Jenny Laster didn’t believe that building a legacy was about accumulating wealth. For the women, family and other Black people she inspired to get an education and pursue their passion, Laster believed her legacy should be about paving the way for those who will come after her.

Laster died Jan. 11 at the age of 86 after living her life as a role model for others, said family and friends in interviews with The Enquirer. A longtime Bond Hill resident, former English teacher and community leader, Laster prioritized building up the people around her and equipping them with the skills needed to succeed.

In Cincinnati, Laster graduated 500 people from a mentorship academy she founded and started a similar leadership program for the Urban League of Southwestern Ohio. Her work inspired countless people to follow their dreams instead of just getting through life, said her daughter Gina Laster.

Jenny Laster, on the far left, grew up one of five siblings in Meacham Park, Missouri, a then-segregated suburb of St. Louis.

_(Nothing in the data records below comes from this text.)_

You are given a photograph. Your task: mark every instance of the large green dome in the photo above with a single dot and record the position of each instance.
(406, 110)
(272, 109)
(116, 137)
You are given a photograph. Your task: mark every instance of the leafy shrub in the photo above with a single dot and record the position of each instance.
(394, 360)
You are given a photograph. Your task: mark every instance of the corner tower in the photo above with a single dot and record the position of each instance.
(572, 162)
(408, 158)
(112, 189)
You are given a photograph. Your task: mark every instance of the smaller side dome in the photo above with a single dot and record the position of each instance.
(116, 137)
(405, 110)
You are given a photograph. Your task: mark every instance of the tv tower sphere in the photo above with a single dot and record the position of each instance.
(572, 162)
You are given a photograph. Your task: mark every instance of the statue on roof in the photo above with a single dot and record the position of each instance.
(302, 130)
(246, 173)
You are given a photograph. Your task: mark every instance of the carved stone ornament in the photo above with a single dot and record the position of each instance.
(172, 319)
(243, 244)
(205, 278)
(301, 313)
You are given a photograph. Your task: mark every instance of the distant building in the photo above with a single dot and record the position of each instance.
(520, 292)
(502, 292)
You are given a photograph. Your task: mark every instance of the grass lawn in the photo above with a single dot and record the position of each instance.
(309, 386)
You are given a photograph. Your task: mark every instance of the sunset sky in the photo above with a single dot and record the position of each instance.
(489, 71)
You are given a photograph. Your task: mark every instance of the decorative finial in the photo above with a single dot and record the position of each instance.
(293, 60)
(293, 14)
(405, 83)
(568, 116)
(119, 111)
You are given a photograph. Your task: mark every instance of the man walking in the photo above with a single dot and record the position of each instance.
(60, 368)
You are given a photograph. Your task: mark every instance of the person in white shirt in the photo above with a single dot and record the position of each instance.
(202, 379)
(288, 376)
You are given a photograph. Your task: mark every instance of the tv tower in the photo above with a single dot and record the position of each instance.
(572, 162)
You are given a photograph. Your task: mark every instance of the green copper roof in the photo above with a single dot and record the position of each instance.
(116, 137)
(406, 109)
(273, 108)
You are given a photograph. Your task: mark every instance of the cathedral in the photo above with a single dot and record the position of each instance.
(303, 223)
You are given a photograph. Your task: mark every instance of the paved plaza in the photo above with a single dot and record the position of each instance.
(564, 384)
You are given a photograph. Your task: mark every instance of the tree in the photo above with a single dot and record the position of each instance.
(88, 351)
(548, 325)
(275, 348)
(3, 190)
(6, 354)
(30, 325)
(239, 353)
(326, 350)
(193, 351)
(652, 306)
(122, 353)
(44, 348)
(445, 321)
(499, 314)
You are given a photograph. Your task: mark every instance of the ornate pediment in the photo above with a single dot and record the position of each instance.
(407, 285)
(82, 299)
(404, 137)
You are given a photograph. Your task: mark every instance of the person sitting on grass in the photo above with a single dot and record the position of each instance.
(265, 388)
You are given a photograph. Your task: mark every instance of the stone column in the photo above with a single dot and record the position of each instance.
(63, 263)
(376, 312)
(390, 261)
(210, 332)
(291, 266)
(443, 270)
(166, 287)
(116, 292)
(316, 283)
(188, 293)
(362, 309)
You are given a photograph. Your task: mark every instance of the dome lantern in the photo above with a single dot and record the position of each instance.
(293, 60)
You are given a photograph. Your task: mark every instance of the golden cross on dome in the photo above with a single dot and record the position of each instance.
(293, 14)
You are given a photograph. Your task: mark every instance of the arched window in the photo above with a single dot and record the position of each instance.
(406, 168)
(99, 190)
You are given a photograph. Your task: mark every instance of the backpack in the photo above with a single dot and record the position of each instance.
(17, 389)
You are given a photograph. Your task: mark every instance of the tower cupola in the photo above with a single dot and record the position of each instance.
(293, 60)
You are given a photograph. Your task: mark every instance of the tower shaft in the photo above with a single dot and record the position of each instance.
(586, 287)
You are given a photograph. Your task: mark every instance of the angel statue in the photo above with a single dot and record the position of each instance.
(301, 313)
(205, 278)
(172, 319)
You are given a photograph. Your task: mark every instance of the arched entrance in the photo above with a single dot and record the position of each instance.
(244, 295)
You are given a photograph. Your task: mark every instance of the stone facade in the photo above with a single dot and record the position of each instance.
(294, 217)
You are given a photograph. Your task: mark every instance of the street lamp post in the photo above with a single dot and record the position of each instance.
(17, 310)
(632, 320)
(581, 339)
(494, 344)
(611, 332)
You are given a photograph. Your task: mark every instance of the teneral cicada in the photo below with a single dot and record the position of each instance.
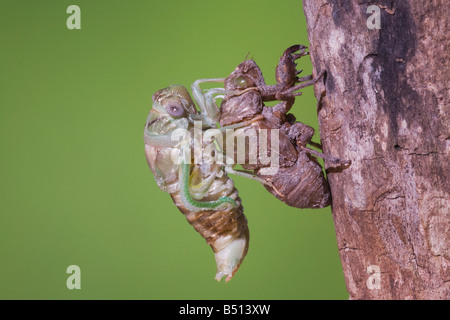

“She was a sucker for a lost cause,” Gina Laster said. “She loved dealing with people who either felt they’d been written off or their lives had not gone the way they thought that it should.”

From early in her childhood, Jenny Laster was instilled with a love for learning. Laster’s mother and grandmother – both domestics in the segregated 1940s St. Louis suburb of Meacham Park – made it a point to set her up for a life unlike theirs and stressed the importance of an education.

“I mopped floors, so you won’t have to,” Laster’s grandmother often used to say, family recalled. That mantra quickly became Laster’s philosophy.

At the age of 4, Laster was taught to read by her grandmother, something her close friend and biographer Holly Jenkins-Livers remarked was not only rare for a child that young, but especially so given the times. And by 76, Laster received her doctoral degree from the Union Institute, achieving a lifetime goal she had set for herself and those she mentored.

After taking a job at the Transit Authority in the 1970s, Jenny Laster began leading trainings that would become a primary focus of hers later in life.

After being part of the first class of kids to integrate into her high school, Laster decided to become a teacher. She taught grade school and middle school throughout the ’60s and ’70s, using out-of-the-box ways to get kids to find learning (and reading) as exciting as she did. Rather than relying on the typical assigned novel, Laster brought popular magazines and news articles in for the kids, starting them off with leisure reading before bringing in the classics, her daughter said.

Laster eventually left St. Louis for a transit job in Washington D.C. and found her way to Cincinnati in 1982. She spent years working for a local firm, directing leadership trainings as a part of their human resources department while simultaneously growing her connections across the community. In time, she began to solely dedicate herself toward the community.

Her efforts have not only been recognized locally by the Cincinnati City Council and Urban League, but even by then-President Barack Obama, who commended her for her devotion to the community after receiving the President’s Volunteer Service Award.

Jenny Laster with then-Senator Barack Obama. Obama later awarded Laster with the President’s Volunteer Service Award.

Laster never stopped learning. Even in recent months, she had a book in her hand and was finding ways to continue to educate herself, her niece Traci Palmer said.

Her lifelong partner, C. Smith, credits Laster for his success. A talented photographer who’s shot photos of presidents, Martin Luther King Jr. and many others, Smith was honored as a part of the 2023 cohort of Great Living Cincinnatians.

When Smith met Laster, he was still working out of his house. Laster pushed him to get a studio and take his passion to the next level, just as Laster had done for many around her.

“I’m a product of her,” Smith said.

Laster’s funeral will be held on Saturday, Jan. 25, at New Visions United Methodist Church on 4400 Reading Road, Cincinnati. Visitation will be from 9 to 11 a.m. and services will begin at 11 a.m.